Miliziani dell'Isis

Miliziani dell’Isis

Mediare o attaccare. Due opzioni per un solo risultato: liberare la Libia dalla morsa dello Stato Islamico. A inizio marzo, il quadro resta molto critico. L’Isis continua ad guadagnare terreno, Derna è circondata e, a sud di Sirte, sono stati attaccati due campi petroliferi controllati da Tripoli. In Libia sono due i fronti che, se alleati, potrebbero respingere gli estremisti: l’esecutivo laico di Tobruk, guidato dal generale Khalifa Haftar, e quello islamico che controlla Tripoli e Misurata. Il primo è rappresentato all’interno dell’Onu dall’ambasciatore Dabbashi e appoggiato dall’Egitto, il secondo è sostenuto da Turchia e Qatar.

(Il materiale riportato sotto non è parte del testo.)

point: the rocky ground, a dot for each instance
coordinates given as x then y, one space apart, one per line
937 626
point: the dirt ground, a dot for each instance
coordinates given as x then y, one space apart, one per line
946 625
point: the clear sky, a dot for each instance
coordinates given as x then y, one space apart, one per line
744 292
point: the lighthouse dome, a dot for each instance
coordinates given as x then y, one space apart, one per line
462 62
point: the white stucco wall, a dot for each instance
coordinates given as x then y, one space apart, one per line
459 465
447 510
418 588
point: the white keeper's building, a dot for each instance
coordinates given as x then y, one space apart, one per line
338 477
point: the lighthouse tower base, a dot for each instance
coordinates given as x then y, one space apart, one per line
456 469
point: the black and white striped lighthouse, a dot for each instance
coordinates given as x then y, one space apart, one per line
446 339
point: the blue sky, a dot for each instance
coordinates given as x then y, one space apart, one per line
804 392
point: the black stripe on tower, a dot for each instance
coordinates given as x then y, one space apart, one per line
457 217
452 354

A prendere corpo c’è però una terza via: l’idea di un governo di unità nazionale che, con l’aiuto internazionale, potrebbe fermare l’Isis. È questa la proposta dell’inviato dell’Onu Bernardino Leon, che sta seguendo e incoraggiando le trattative. Gli Stati Uniti, tramite l’ambasciatrice Samantha Power, da un lato si sono detti favorevoli a sposare l’idea, condannando gli interventi unilaterali come i raid egiziani. Dall’altro hanno sottolineato la mancanza di una strategia internazionale efficace a fronte di una situazione di emergenza. Anche la Gran Bretagna e la Francia sostengono la missione di Leon, insieme alla Russia che però accusa gli altri paesi di non dare sufficiente appoggio a Tobruk, considerato l’unico governo legittimo.

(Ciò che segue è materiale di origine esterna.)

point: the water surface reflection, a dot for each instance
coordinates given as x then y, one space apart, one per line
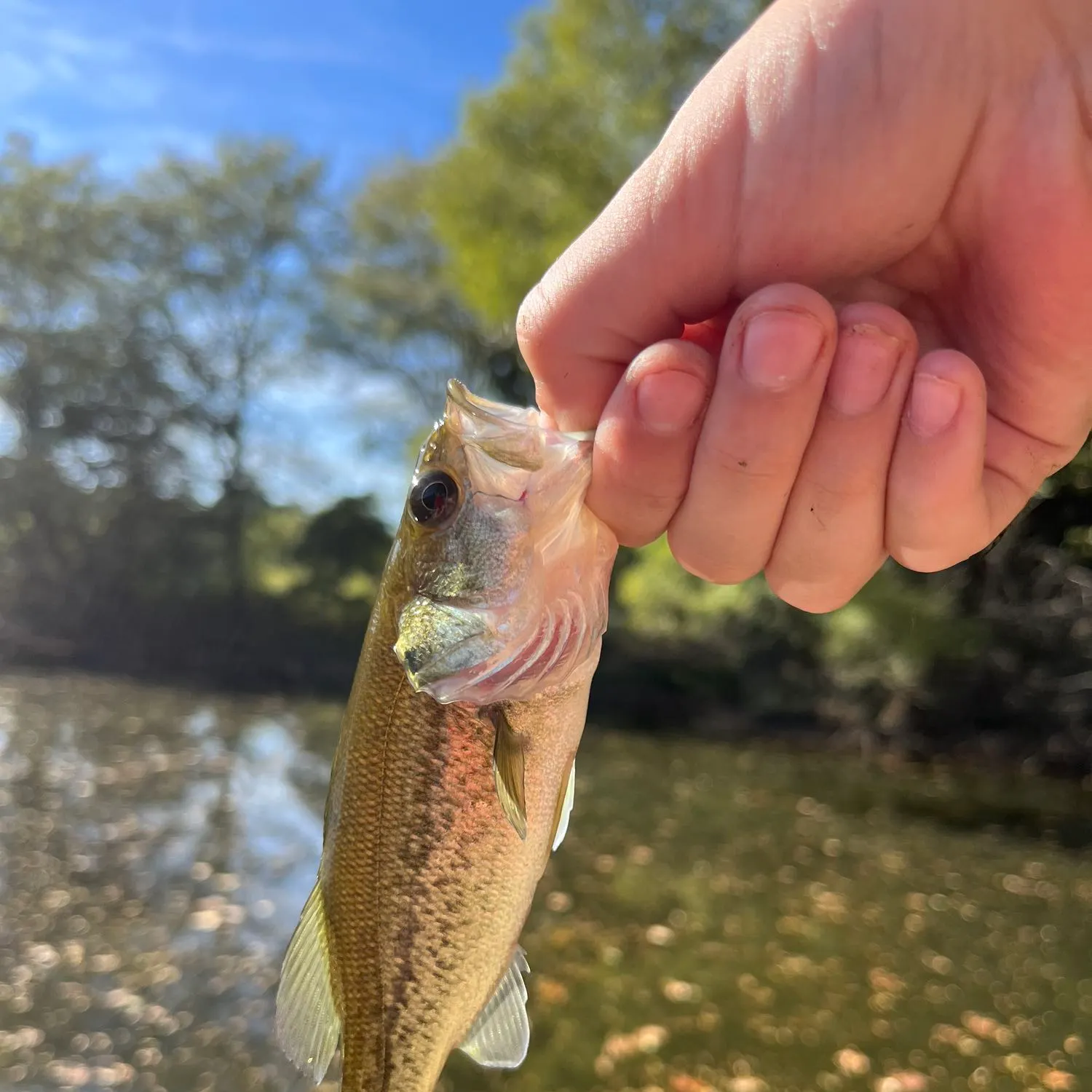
718 919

I dubbi più forti sulla strategia di Leon arrivano proprio dal suo Paese d’origine, la Spagna. Oyarzun Marchesi, ambasciatore spagnolo all’Onu, pensa che ci siano troppe divisioni all’interno del mondo arabo e nel Consiglio di Sicurezza Nazionale che sarebbe minato dalle prossime elezioni americane. Hillary Clinton potrebbe non volere truppe in Libia durante la sua campagna presidenziale.

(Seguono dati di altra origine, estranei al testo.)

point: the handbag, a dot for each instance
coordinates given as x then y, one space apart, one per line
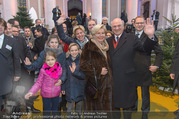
91 89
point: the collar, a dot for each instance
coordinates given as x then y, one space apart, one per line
140 33
2 37
118 36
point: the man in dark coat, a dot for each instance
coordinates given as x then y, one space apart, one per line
38 23
79 19
122 49
143 65
105 22
155 18
10 56
56 13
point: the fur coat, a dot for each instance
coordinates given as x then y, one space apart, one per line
98 61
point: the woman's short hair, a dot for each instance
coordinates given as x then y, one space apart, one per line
96 28
78 27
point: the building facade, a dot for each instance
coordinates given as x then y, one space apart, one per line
95 8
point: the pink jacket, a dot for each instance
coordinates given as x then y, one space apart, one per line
47 84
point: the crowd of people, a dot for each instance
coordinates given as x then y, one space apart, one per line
113 61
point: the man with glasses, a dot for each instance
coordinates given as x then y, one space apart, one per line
122 49
144 68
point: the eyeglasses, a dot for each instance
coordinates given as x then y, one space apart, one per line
139 23
15 31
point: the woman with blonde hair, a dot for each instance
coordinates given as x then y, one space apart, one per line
95 61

Se il piano per il governo di unità nazionale dovesse fallire, rimarrebbe l’azione militare. Un’azione dei caschi blu non è l’opzione migliore perché richiede un tempo di approvazione e attuazione di almeno sei mesi. Potrebbero allora essere messe in atto delle manovre per spingere il fronte laico e quello islamico all’accordo: un blocco marittimo, che avrebbe la doppia funzione di sanzione economica e di prevenzione degli attacchi, o un congelamento dei guadagni derivanti dal petrolio.

Il 4 marzo, in una conference call con Matteo Renzi, Angela Merkel, Francois Hollande e David Cameron, il presidente degli Stati Uniti Barack Obama si è detto «d’accordo sulla necessità di consultarsi sulle strade per gestire questa minaccia e sostenere una soluzione politica del conflitto in Libia».